OMA to recognize LGBTQ History Month through panels, events

The Office of Multicultural Affairs will host numerous events and discussions for students, focusing on the importance of LGBTQ history. WIKIMEDIA COMMON

In an effort to educate the USF community on hidden LGBTQ history, the Office of Multicultural Affairs (OMA) planned numerous events this month to shed light on it and allow students to discuss its impact.

These discussions and events are important to recognize during LGBTQ History Month to Cristina Yelvington, coordinator for LGBTQ initiatives, as she said learning and remembering is a vital way to keep progress moving forward for the LGBTQ community.

“Unfortunately, LGBTQ history has been erased from our textbooks, yet LGBTQ people have continued to make history and shape what kind of world we live in,” she said.

“It’s important to learn about LGBTQ history because it is integral to understanding our country and our world. It’s important to know where we’ve been to know where we are and where we’re going. It helps us to envision a future that can be better for all people.”

OMA is hosting different events to honor LGBTQ History Month, such as a documentary screening and panel as well as the Queer Trans People of Color (QTPOC) and Coffee event.

The 2020 documentary Cured will be shown Oct. 26 at 6 p.m. in the Marshall Student Center (MSC) Oval Theater hosted by OMA, the Department of Women’s and Gender Studies and the Counseling Center. The screening is free, and students are not required to RSVP to attend, according to Yelvington.

Cured depicts the story of a campaign made possible by LGBTQ activists that aided in the effort to delist homosexuality from the Diagnostic and Statistical Manual of Mental Disorders in 1973.

Yelvington said the screening will give students the opportunity to learn and reflect on LGBTQ history.

“I think it’s really important for us to know our history, to know where we’ve been, to know where we are and where we’re going,” she said. “As we consider the mental health challenges presented by the COVID-19 pandemic, it’s important for us to know what barriers have existed for LGBTQ people to get the help that they need, and why it’s so important now that LGBTQ people are getting mental health support.

“It is so important that everyone in the USF community has a better understanding of what it means to be mentally well, and how to care for others who are struggling with their mental health and who need support.”

Following the screening, a panel with USF faculty will be open for discussions about the screening or other topics involving LGBTQ issues.

Panelists include graduate program director in the Department of Psychology Jennifer Bosson, licensed clinical psychologist and counselor Darleen Gracia and author of The Lavender Scare David Johnson. The discussion will be moderated by Yelvington and Director of Undergraduate Studies for the Department of Women’s and Gender Studies Tangela Serls.
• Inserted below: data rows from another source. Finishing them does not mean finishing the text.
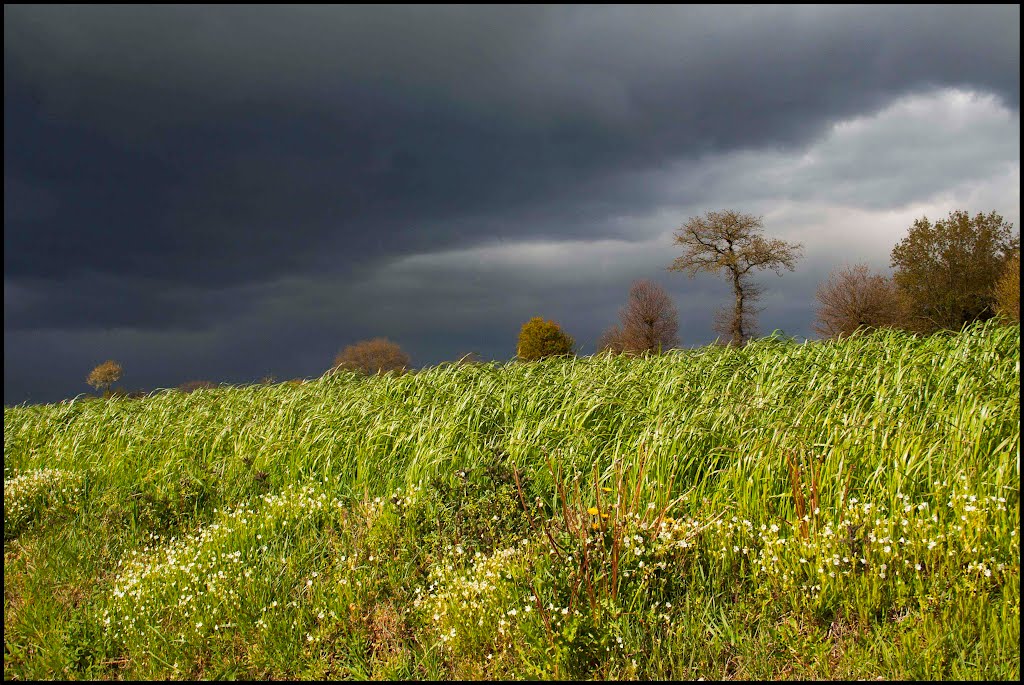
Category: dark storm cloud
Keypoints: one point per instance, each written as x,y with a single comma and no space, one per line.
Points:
184,168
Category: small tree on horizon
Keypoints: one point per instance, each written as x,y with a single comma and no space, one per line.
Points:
649,320
378,355
193,386
1008,290
540,339
648,323
610,340
853,298
104,375
731,244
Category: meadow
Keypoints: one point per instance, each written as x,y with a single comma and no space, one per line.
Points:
833,510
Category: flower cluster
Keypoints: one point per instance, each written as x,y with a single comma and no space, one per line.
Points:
30,497
221,576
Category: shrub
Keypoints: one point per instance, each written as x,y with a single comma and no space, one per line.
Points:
192,386
373,356
540,338
104,375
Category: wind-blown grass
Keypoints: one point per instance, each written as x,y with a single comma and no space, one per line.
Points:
860,456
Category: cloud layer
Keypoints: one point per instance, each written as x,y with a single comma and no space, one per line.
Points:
227,191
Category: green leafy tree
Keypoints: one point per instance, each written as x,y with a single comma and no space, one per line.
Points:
948,269
104,375
731,244
379,355
540,338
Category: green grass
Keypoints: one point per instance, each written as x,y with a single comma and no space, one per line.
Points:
824,510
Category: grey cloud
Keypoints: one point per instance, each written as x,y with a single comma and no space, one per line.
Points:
220,170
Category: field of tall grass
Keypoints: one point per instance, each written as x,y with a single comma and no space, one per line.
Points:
822,510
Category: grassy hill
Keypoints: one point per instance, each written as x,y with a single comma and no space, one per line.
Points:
820,510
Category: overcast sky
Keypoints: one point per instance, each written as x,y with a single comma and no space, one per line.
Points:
229,193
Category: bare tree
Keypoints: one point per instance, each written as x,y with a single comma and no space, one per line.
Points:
853,298
731,243
104,375
649,320
610,340
373,356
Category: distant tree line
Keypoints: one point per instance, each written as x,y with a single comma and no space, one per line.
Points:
945,274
QTPOC and Coffee will aim to educate and start discussions revolving around LGBTQ topics and history, according to Yelvington. The next session will be Oct. 21 from 5-6 p.m. at the OMA office in the MSC.
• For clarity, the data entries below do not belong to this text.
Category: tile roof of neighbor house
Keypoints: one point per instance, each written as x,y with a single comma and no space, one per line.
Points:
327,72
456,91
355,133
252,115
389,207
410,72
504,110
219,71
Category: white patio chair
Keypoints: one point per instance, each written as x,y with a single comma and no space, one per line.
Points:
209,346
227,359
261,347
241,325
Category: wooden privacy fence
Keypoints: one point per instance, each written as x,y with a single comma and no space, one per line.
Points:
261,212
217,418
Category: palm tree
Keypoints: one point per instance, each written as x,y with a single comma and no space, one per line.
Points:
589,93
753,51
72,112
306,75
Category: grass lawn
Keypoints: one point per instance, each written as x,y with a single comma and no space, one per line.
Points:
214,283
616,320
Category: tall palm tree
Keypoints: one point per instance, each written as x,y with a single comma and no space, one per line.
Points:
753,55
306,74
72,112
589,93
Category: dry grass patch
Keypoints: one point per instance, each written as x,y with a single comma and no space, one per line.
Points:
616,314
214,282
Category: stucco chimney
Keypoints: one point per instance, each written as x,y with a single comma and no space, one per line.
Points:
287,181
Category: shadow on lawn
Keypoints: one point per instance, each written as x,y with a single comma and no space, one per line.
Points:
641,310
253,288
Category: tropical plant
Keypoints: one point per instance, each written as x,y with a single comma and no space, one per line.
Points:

“We’re going to talk a little bit about what are the major moments in LGBTQ history that have shaped our reality today, and what are some of the moments in LGBTQ history that you’ve lived through,” she said.

“We’ve borne witness to really important roles in LGBTQ history, from the Pulse nightclub shooting to marriage equality being legalized in 2015. We’ve actually witnessed a lot of important LGBTQ history.”

Throughout the month, Yelvington said she hopes these events can create a safe and welcoming environment for students, even beyond the observance of LGBTQ History Month.

“It makes a difference to students feeling like they mattered in an institution, to see that there are people like them in positions of leadership, and that the university is invested in their care,” she said. “Having visible allies and physical members of the community across campus is really vital for students feeling like they belong, and that who they are is important and celebrated.”